Pluto, l’Astro Boy secondo Naoki Urasawa, è su Netflix con un anime fantascientifico di grande spessore.

Trama di Pluto

In un futuro lontano i robot si sono evoluti e hanno ottenuto gli stessi diritti delgi esseri umani. Vivono imitando i loro creatori, imparano e lentamente scoprono il grande valore delle emozioni. Qualcuno, o qualcosa, vuole distruggere i sette robot più evoluti del mondo, gli unici ad aver scoperto i sentimenti. Gesicht, il miglior ispettore dell’Europol, viene incaricato di indagare su questi misteriosi omicidi.

Recensione di Pluto

Prima di parlarvi della serie credo sia doveroso spendere due parole sull’immaginario da cui deriva. Pluto, di Naoki Urasawa, nasce come manga spin-off del celebre Astro Boy (Tetsuwan Atomu) di Osamu Tezuka, pubblicato per la prima volta nel 1952. Astro Boy rappresenta una delle pietre miliari della fantascienza mondiale, oltre che nipponica, e trascina il lettore in un futuro in cui uomini e macchine combattono per gli stessi diritti.

A differenza dell’opera originale, Pluto ha un taglio meno supereroistico e scava nelle più oscure profondità della coscienza e dei sentimenti alla ricerca di quegli aspetti che elevano gli esseri umani al di sopra delle macchine.

La storia, presentata come un thriller fantascientifico, ruota attorno ai sette robot più evoluti della Terra e al misterioso assassino che li sta prendendo di mira. Gesicht è l’ispettore dell’Europol incaricato di indagare sugli omicidi e di scoprire chi, o cosa, c’è dietro la caccia ai robot.

Morte alla macchine! Viva le macchine!

Urasawa prende personaggi già noti a chi ha letto Astro Boy (sopra una comparaizone tra i personaggi originali e quelli ridisegnati per Pluto) e li usa per raccontare un mondo in cui la lotta per i diritti, per l’affermaizone di sé stessi e le discriminazioni flagellano la società.
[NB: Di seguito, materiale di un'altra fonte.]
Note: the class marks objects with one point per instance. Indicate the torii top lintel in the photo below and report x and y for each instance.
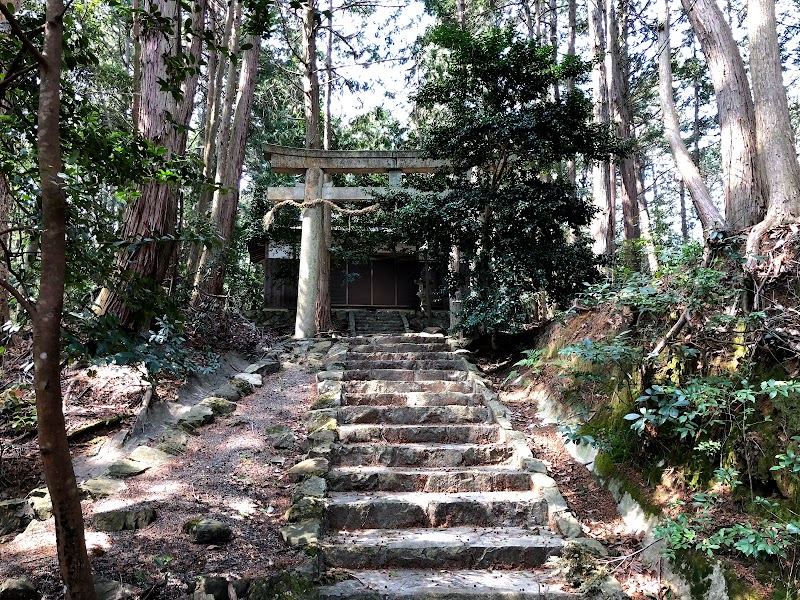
(284, 159)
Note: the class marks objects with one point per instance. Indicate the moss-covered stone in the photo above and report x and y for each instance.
(284, 586)
(305, 509)
(219, 406)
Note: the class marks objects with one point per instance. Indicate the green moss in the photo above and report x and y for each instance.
(284, 586)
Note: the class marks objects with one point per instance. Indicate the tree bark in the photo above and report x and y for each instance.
(709, 216)
(56, 461)
(226, 199)
(603, 223)
(774, 133)
(741, 171)
(216, 76)
(153, 215)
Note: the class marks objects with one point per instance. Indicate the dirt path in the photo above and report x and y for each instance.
(229, 472)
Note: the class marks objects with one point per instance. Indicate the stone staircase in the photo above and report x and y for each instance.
(430, 492)
(377, 322)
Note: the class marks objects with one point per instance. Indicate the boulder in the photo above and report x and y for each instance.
(15, 514)
(149, 456)
(41, 503)
(173, 442)
(102, 487)
(305, 509)
(304, 533)
(207, 531)
(18, 588)
(219, 406)
(314, 487)
(123, 519)
(283, 586)
(227, 391)
(197, 416)
(216, 587)
(264, 367)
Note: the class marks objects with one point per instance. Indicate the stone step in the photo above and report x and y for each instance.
(412, 415)
(395, 356)
(418, 364)
(422, 455)
(403, 387)
(452, 548)
(496, 478)
(538, 584)
(401, 347)
(414, 434)
(405, 375)
(413, 399)
(405, 338)
(350, 511)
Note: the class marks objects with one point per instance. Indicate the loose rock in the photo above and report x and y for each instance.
(207, 531)
(18, 588)
(123, 519)
(15, 514)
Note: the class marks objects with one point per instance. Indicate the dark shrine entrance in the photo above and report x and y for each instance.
(378, 283)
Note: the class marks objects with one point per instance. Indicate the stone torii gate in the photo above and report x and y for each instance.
(315, 164)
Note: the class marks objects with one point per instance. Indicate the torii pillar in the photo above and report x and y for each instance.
(315, 164)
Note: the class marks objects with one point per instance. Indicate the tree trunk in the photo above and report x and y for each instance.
(153, 214)
(226, 199)
(741, 171)
(774, 133)
(603, 223)
(620, 107)
(216, 75)
(307, 282)
(323, 305)
(56, 461)
(571, 30)
(709, 216)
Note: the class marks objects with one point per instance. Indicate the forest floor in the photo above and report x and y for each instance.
(229, 472)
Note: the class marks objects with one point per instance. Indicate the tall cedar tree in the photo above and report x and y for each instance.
(511, 210)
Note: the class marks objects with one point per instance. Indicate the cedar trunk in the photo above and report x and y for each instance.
(709, 216)
(153, 215)
(603, 222)
(226, 199)
(56, 461)
(741, 170)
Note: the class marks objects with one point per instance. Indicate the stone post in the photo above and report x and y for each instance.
(312, 232)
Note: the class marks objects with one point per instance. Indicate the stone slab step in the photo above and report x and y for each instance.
(413, 399)
(452, 548)
(403, 387)
(349, 511)
(496, 478)
(539, 584)
(412, 364)
(400, 347)
(405, 374)
(414, 434)
(413, 415)
(405, 338)
(422, 455)
(395, 356)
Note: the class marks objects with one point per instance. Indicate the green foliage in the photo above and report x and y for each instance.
(508, 205)
(17, 410)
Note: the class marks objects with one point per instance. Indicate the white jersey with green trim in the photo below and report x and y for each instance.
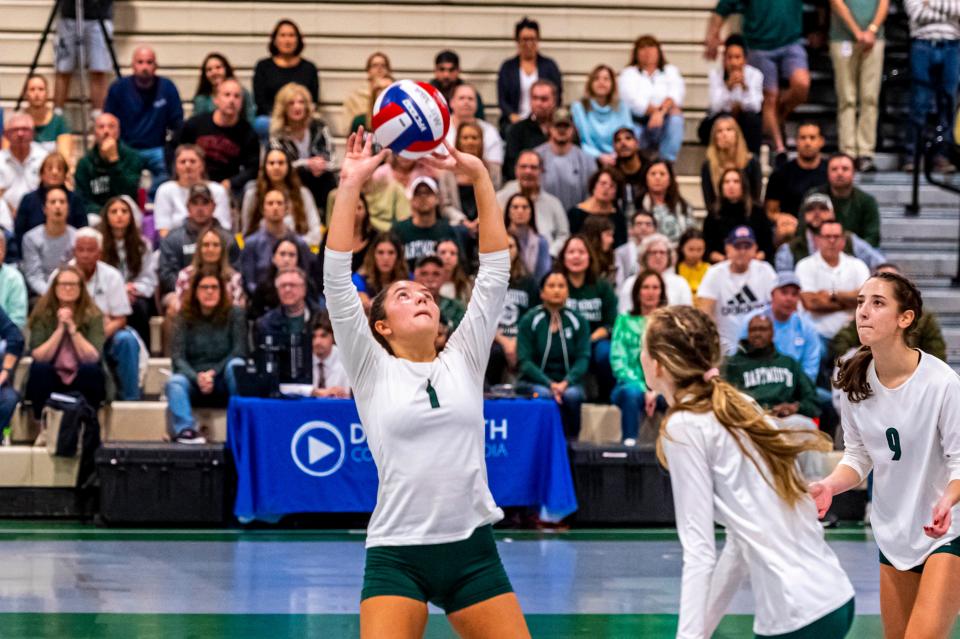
(910, 437)
(795, 577)
(423, 420)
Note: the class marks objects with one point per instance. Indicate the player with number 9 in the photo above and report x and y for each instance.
(900, 411)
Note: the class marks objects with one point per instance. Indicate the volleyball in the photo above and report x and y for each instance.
(410, 118)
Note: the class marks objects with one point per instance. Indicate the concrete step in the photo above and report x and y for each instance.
(923, 264)
(893, 195)
(34, 467)
(930, 212)
(559, 22)
(920, 229)
(147, 421)
(942, 301)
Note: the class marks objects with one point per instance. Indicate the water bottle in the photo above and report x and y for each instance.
(270, 359)
(143, 187)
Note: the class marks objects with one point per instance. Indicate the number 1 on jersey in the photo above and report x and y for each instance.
(893, 441)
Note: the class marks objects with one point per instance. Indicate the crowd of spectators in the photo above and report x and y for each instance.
(229, 247)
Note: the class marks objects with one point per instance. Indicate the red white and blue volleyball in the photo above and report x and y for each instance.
(410, 118)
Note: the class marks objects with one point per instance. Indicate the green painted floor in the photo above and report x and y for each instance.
(79, 581)
(118, 626)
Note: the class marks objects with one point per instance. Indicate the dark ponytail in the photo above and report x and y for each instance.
(852, 376)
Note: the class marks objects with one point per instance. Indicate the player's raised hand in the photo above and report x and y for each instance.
(941, 520)
(360, 162)
(822, 496)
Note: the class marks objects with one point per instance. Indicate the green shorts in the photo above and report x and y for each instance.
(950, 548)
(834, 625)
(451, 576)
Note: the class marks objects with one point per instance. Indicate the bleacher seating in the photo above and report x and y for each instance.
(339, 37)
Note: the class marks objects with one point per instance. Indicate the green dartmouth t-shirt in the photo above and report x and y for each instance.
(522, 295)
(767, 24)
(863, 12)
(421, 241)
(596, 302)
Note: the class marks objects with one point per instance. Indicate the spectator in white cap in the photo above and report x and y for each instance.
(566, 167)
(830, 281)
(107, 288)
(793, 334)
(424, 229)
(734, 288)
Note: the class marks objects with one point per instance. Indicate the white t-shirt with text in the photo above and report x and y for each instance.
(737, 295)
(816, 275)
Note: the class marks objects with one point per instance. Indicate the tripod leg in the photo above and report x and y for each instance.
(36, 56)
(109, 41)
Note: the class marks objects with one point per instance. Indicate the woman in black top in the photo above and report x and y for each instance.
(282, 67)
(736, 207)
(604, 188)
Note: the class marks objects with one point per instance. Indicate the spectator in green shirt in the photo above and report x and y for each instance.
(429, 272)
(553, 350)
(425, 229)
(856, 210)
(214, 69)
(775, 380)
(631, 393)
(50, 130)
(773, 32)
(856, 48)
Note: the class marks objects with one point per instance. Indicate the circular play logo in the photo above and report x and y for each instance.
(318, 449)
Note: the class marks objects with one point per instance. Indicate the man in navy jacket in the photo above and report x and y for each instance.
(519, 72)
(148, 107)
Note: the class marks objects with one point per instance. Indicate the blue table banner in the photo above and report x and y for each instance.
(311, 455)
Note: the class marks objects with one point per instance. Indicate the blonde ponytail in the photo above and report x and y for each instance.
(685, 342)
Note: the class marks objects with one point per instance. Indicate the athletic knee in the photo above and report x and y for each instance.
(800, 82)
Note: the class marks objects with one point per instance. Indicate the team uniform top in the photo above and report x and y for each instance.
(795, 577)
(910, 436)
(430, 460)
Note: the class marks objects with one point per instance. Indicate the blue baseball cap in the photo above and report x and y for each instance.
(742, 235)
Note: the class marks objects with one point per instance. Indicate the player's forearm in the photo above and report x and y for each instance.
(842, 479)
(952, 493)
(340, 233)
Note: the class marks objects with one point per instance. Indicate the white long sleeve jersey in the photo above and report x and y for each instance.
(795, 576)
(430, 460)
(910, 436)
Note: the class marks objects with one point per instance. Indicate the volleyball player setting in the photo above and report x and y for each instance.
(411, 119)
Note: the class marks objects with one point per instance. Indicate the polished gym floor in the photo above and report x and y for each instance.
(73, 581)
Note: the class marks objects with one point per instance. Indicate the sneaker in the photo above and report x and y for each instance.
(943, 165)
(190, 436)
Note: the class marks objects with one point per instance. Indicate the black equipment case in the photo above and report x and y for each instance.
(620, 485)
(158, 482)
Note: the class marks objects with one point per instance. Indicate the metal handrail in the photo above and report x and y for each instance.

Se è vero che i robot umanodi hanno ottenuto la parità con gli esseri umani, è altresì vero che l’odio verso di loro non ha mai smesso di crescere.

Uno scenario politico che eleva la narrazione, presentando Leggi per la protezione dei diritti dei robot, sistemi di adozione dedicati agli automi e sette estremiste che ne auspicano l’abrogazione o che sfogano il loro dissenso con la violenza.
L’opera immagina una società semi-distopica, triste ma verosimile, in cui le macchine impattano nella società con la stessa forza di una nuova razza aliena in cerca di una casa, o semplicemente di essere libera di vivere in pace.

“La cosa di cui ho più paura sono io, ora che ho imparato ad odiare”.

L’odio è il sentimento più pericoloso, quello che risvelgia anche i cuori più freddi e che ottenebra ogni altro sentimento, ed è al centro dell’intera narrazione. Ognuno dei sette grandi robot ha imparato qualcosa dagli esseri umani, ha appreso un pizzico di sentimento o ha conosciuto l’ombra di un’emozione, ma solo uno di loro conosce l’odio e lo ha appreso come rovescio della moneta dell’amore. E proprio la ricerca di questo sentimento, del suo valore e del modo di combatterlo, è il cuore dell’intera narrazione.

Pluto è un’opera che ci mostra esseri umani immorali, robot capaci di piangere e la follia insita nella perfezione. Ogni episodio ci mostra un lato della vita, un’emozione, lungo una strada oscurata dall’odio.

Forse il finale, l’intero ultimo episodio, risulta un po’ troppo effimero e “giapponese” per un pubblico occidentale, ma nel complesso credo che la serie (così come il manga) valga la pena di essere vista.